My photo
a utopist, a green, a free soul, a liberal, a young (well let's say 'a new' rather than 'young') mother, a rebel, a thinker, a smiler, a wonderer, a note, a butterfly, a rainbow, a nymph, a kite, a wave, a breeze from the sea, a purple soul, a chocolate-addict, a lover...

Friday 15 February 2013

One Billion Rising: kizimla, kizim icin, tum kadinlar icin


Kizlarimizla Besiktas'ta Kadina karsi siddete hayir dedik.
Esra&Delfina - Hande&Bengisu
Hep bize dunyada yaratilan ilk insanin bir erkek oldugu anlatilir. 
Peki o yuzden midir ilk gelenin otoritesini kabullenis?
Esasinda ana sorun bir otoritenin varligi ve mevcut sosyal duzenin bir diger cinsin egemenliginde kabullenilmis olunmasidir. Ve bu otoritenin yapisi cok problemli tabii ki cunku cinsel organindan bir parcanin geleneksel olarak kesildigi bir otoritenin kadinlar ustune yansiyan saldirganligi dun gittigimiz One Billion Rising duruşunun ana konusuydu.
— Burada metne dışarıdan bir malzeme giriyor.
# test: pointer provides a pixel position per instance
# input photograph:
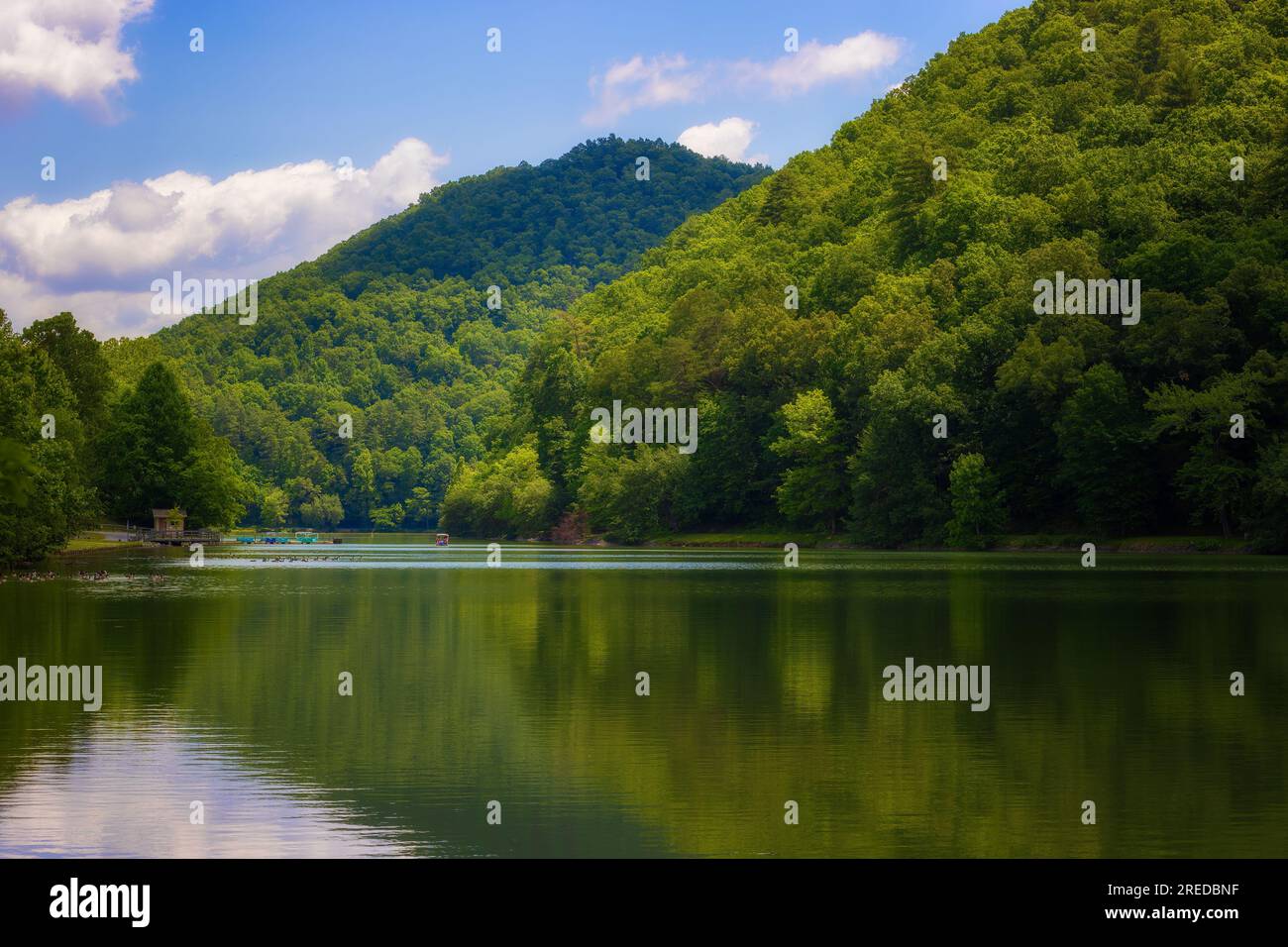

Dun anali-kizli dunyadaki kadina karsi siddet konusunda farkindalik yaratmak ve buna bir dur denmesinin zamaninin gelip de gectigini gostermek, ve konuyla ilgili sesimizi duyurmak icin Besiktas'taki dansa katildik. Aksamina da Delfina'yi en guvenilir ele birakip, ben arkadaslarimla Kadikoy'dekine gidip, halay cektim. 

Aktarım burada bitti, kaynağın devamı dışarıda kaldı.